By Mary Agnes Carey, CQ HealthBeat Associate Editor

October 18, 2007 -- Democratic presidential candidate Sen. Hillary Rodham Clinton of New York said Thursday her health care proposal provides a "sensible, centrist" approach to achieving universal coverage, and that if elected president, she would work closely with Congress to craft legislation, conceding that the White House task force that assembled her 1993 health care plan was the wrong approach.

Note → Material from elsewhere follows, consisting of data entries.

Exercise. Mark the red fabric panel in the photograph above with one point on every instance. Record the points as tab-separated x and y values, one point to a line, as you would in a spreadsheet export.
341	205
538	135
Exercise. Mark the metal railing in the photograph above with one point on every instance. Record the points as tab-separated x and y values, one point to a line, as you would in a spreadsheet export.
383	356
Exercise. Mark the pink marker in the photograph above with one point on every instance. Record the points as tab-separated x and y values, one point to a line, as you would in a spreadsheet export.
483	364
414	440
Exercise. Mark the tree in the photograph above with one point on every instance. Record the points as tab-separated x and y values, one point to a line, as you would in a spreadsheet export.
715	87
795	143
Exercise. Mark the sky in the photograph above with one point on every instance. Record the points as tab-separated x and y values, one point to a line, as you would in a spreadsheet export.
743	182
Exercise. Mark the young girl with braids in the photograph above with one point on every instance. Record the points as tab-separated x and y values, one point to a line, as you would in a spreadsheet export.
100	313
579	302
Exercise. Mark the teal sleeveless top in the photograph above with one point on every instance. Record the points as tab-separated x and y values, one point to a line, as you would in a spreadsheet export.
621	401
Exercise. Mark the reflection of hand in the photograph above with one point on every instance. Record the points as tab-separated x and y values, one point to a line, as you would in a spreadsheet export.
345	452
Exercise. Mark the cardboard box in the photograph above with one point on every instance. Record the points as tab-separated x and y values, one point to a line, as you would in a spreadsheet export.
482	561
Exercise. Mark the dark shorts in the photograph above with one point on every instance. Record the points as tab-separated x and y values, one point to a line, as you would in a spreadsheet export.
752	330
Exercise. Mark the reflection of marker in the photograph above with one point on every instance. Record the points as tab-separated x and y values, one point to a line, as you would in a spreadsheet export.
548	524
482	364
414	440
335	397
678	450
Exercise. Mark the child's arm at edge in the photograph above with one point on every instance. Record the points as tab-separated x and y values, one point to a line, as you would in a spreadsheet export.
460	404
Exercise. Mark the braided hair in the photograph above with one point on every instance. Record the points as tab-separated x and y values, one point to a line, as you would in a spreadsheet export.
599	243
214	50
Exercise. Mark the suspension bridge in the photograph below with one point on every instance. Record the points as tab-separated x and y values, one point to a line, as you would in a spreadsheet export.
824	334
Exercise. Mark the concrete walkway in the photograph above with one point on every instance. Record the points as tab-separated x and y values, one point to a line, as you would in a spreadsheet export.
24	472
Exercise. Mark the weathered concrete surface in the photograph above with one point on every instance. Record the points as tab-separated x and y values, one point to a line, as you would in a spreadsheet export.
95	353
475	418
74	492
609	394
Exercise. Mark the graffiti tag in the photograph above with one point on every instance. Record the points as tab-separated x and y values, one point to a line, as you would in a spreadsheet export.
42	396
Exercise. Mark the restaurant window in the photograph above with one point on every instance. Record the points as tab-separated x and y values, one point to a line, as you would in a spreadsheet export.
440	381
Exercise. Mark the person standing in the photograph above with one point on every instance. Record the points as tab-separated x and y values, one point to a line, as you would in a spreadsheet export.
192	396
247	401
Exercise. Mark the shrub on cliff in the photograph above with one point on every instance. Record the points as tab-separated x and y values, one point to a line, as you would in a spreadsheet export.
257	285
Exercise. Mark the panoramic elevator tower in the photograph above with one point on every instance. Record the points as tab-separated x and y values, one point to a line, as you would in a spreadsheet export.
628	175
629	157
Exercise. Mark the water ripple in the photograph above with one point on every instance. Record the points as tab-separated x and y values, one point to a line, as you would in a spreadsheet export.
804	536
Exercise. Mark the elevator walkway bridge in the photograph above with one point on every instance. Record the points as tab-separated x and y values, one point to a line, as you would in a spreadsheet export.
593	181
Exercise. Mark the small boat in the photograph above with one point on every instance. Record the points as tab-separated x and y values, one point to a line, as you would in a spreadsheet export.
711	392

"I know how important it is to work out the details in consultation with Congress," Clinton said, adding that she has "no intention" of producing specific legislation, but rather providing a framework with specifics to come later.

Speaking at a presidential forum hosted by Families USA and the Federation of American Hospitals, Clinton dismissed claims from her Republican opponents that her health care plan would add to the federal bureaucracy. She described such charges as "old tired accusations" and said that the GOP candidates' proposals on health care "would not help the vast majority of Americans."

"This is a different plan, this is a different time, this is a different country when it comes to health care," she said. Fixing problems with the nation's health care system "will require a lot of political will," she said. Health care will be her highest domestic policy priority and that she plans to "get it done" in her first term as president, Clinton said.

"The playbook that has been brought out every election is out of date," Clinton said. Her plan to offer a menu of health care choices similar to those that federal employees—including members of Congress—receive would simply add more competition to the health care marketplace, she said. "What are we afraid of? Let's see where the competition leads us."

On Medicare, Clinton said she would allow the government to negotiate prescription drug prices for beneficiaries and said that "inefficiencies and exorbitant costs" in the Medicare drug benefit "must be examined."

A report released Monday by the Democratic staff of the House Oversight and Government Reform Committee concluded that the administrative costs of the Medicare drug benefit, which is run by private insurers, are almost six times higher than the administrative costs of the traditional Medicare program, adding up to about $180 per person—or almost $5 billion—in 2007.

Clinton said the 12 million undocumented immigrants now in the United States would receive emergency room care and treatment for "acute medical services," but would not otherwise be covered under her plan. "As a general rule, people who are here illegally would not be eligible" for coverage, Clinton said, saying that the focus must be on expanding health care for U.S. citizens and legal immigrants.